According to Maj. Gen. Peña, the conclusion of AAOS Class 01-2026 is not a standalone event. He stated that additional iterations of the seminar are already being planned for other units within the 11th Infantry Division, with the goal of building a division-wide pool of infantry personnel trained to work in close coordination with aviation assets. The broader rollout is intended to progressively raise the division's overall aviation interoperability standard across all its component battalions.
Plans to Expand Aviation Training Across the 11th Infantry Division
Details of the seminar's conclusion were released by the 11th Infantry Division's Public Affairs Office on June 17, 2026, and authenticated by Maj. Genesis S. Dizon (INF) PA, Chief of the Division Public Affairs Office. According to the Public Affairs Office, the successful graduation of all 20 participants from AAOS Class 01-2026 represents the first cohort of trained aviation operations coordinators produced within the division for the year 2026.
Subsequent training cycles are expected to follow as the program scales up to reach other battalions and units under the 11th Infantry Division. The intent, according to the division, is to create a critical mass of qualified personnel distributed across the division's order of battle — soldiers who can step into coordination roles with aviation assets whenever and wherever the operational situation demands it.

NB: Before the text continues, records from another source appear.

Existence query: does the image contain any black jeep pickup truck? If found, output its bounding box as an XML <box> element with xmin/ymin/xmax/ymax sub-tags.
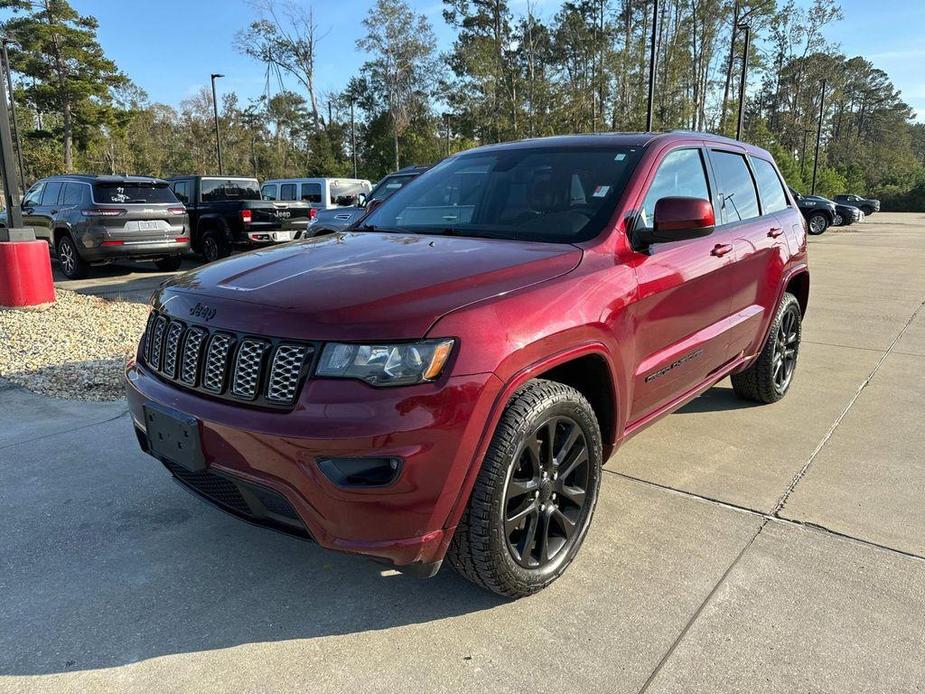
<box><xmin>168</xmin><ymin>176</ymin><xmax>311</xmax><ymax>262</ymax></box>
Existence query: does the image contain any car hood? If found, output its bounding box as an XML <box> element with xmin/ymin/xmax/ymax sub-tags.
<box><xmin>154</xmin><ymin>232</ymin><xmax>581</xmax><ymax>340</ymax></box>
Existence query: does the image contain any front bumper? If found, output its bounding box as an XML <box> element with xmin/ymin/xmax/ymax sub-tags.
<box><xmin>126</xmin><ymin>364</ymin><xmax>502</xmax><ymax>573</ymax></box>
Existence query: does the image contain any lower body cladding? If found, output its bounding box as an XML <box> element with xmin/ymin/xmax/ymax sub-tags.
<box><xmin>126</xmin><ymin>364</ymin><xmax>502</xmax><ymax>576</ymax></box>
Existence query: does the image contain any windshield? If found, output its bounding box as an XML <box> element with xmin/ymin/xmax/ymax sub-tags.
<box><xmin>328</xmin><ymin>179</ymin><xmax>370</xmax><ymax>207</ymax></box>
<box><xmin>361</xmin><ymin>146</ymin><xmax>642</xmax><ymax>243</ymax></box>
<box><xmin>93</xmin><ymin>181</ymin><xmax>177</xmax><ymax>204</ymax></box>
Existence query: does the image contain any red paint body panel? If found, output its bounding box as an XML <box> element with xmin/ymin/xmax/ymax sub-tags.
<box><xmin>127</xmin><ymin>134</ymin><xmax>807</xmax><ymax>565</ymax></box>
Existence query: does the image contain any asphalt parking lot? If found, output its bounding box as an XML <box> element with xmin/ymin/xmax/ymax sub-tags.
<box><xmin>0</xmin><ymin>213</ymin><xmax>925</xmax><ymax>693</ymax></box>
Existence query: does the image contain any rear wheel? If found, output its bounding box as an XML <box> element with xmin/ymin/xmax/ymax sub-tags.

The 11th Infantry Division continues to operate under the Philippine Army's mandate to maintain peace and security across the Sulu Archipelago, a region that has long served as the theater of sustained counter-insurgency and counter-terrorism efforts. The systematic integration of ground and aviation capabilities has been identified as a key component of the division's long-term operational strategy in this environment.
Military doctrine consistently identifies air-ground coordination as among the most technically demanding skill sets in infantry operations — a challenge that becomes even more pronounced in archipelagic terrain where conventional ground mobility is constrained and air assets must often serve as the primary means of rapid response, reinforcement, and evacuation.